Thank you for posting these thoughts and observations to the forum. When guilt (and/or shame as hucky2311 alluded to) is involved it can be difficult to want to share these experiences however I feel it is really important that you have.
I agree with those that have already replied, that you do not need to feel responsible for the decisions of another person. You were only doing your best with the best knowledge you had at the time. No need to feel guilty. I have had numerous teachers tell me the answer is just to “try harder” or that “I wasn’t trying hard enough”, which is clearly an imbedded part of brass playing psychology, and a reflection on brass playing psychology itself and not you.

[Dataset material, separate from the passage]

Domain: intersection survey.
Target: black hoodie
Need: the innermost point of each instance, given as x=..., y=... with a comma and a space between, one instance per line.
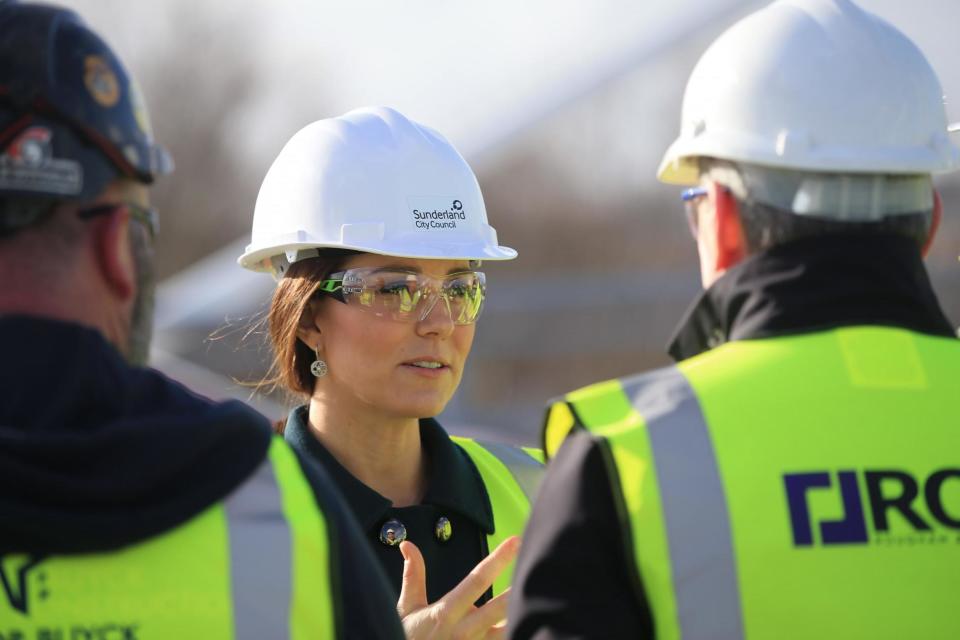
x=96, y=455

Without making a mountain out of a molehill, to keep “trying harder” essentially leads to fighting the instrument and being hard on oneself. The word ‘fight’ is synonymous with the engagement of the sympathetic nervous system (fight/flight/freeze) which is also triggered by the guilt/shame response. This situation reflects an incorrect understanding of the physics/acoustics of the instrument in the general brass playing world and a lack of awareness of the psychology of learning. To remedy this, one has to move themselves out of fight/flight/freeze and this is why the further through Windworks I get the more I realise the most important exercise is just to find calm. ie meditation.
Thank you Wellsweb62 for starting this thread. I would love to hear other’s thoughts!